The newly launched REC scheme alongside the states’ annual RPS targets will provide further support to the sector.

The real impact of these schemes, however, will only unfold in the longer term.    

Shruti Shukla is policy director for the Global Wind Energy Council


Most wind turbine manufacturers in India provide end-to-end solutions — projects that are developed and built, and then sold on in a ready-to-use condition.

As a result, manufacturers are involved at all stages of a wind power project, from the identification of sites, undertaking of wind monitoring to commercial development and operation of the completed projects.

This has suited individual power-intensive companies, such as those in the textile or cement sectors, which have invested in wind projects for their own consumption to reduce their energy costs and benefit from accelerated depreciation.

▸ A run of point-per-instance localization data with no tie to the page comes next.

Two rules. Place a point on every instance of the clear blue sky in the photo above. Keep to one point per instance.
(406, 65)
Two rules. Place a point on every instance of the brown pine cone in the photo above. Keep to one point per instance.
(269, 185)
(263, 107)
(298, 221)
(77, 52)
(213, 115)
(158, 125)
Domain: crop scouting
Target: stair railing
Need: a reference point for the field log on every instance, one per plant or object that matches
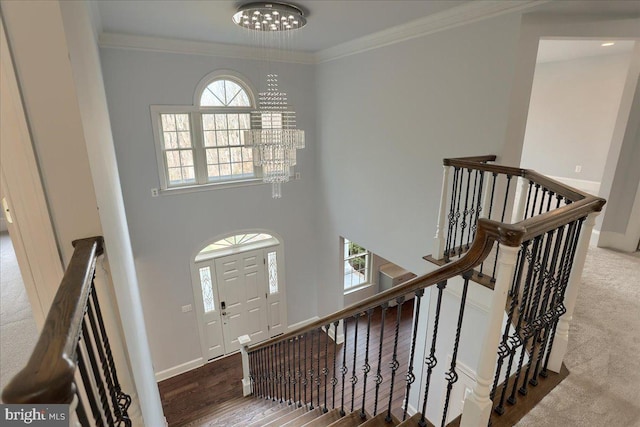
(72, 362)
(478, 245)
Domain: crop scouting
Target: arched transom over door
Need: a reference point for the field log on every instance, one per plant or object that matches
(239, 289)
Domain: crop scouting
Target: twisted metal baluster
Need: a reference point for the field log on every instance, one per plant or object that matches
(344, 369)
(366, 368)
(384, 308)
(325, 371)
(504, 210)
(334, 380)
(451, 376)
(463, 225)
(394, 361)
(451, 216)
(432, 361)
(410, 376)
(354, 378)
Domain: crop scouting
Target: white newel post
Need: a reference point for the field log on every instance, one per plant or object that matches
(439, 238)
(477, 406)
(244, 341)
(561, 339)
(518, 214)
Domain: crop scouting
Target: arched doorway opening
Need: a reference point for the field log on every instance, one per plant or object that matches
(238, 284)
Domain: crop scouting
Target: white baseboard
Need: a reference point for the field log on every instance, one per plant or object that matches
(179, 369)
(303, 323)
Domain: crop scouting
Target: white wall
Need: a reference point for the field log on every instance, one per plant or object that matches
(572, 113)
(167, 231)
(387, 117)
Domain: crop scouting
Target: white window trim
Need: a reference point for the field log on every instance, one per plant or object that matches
(195, 112)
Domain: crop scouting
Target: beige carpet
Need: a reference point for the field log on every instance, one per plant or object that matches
(603, 388)
(18, 332)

Firms and individuals with large tax liabilities have also invested in wind turbines to benefit from these accelerated depreciation benefits, resulting in the market being dominated by investors with ownership of small wind projects.

New model emerges

More recently, however, an increasing number of investors — mainly independent power producers — have been planning larger wind farms rated at 50MW or more.

These investors are starting to explore the developer model, which is expected to increase in popularity over the coming years.

The emergence of the independent power producer model for wind power means that it is likely to represent the next-generation growth phase for the sector.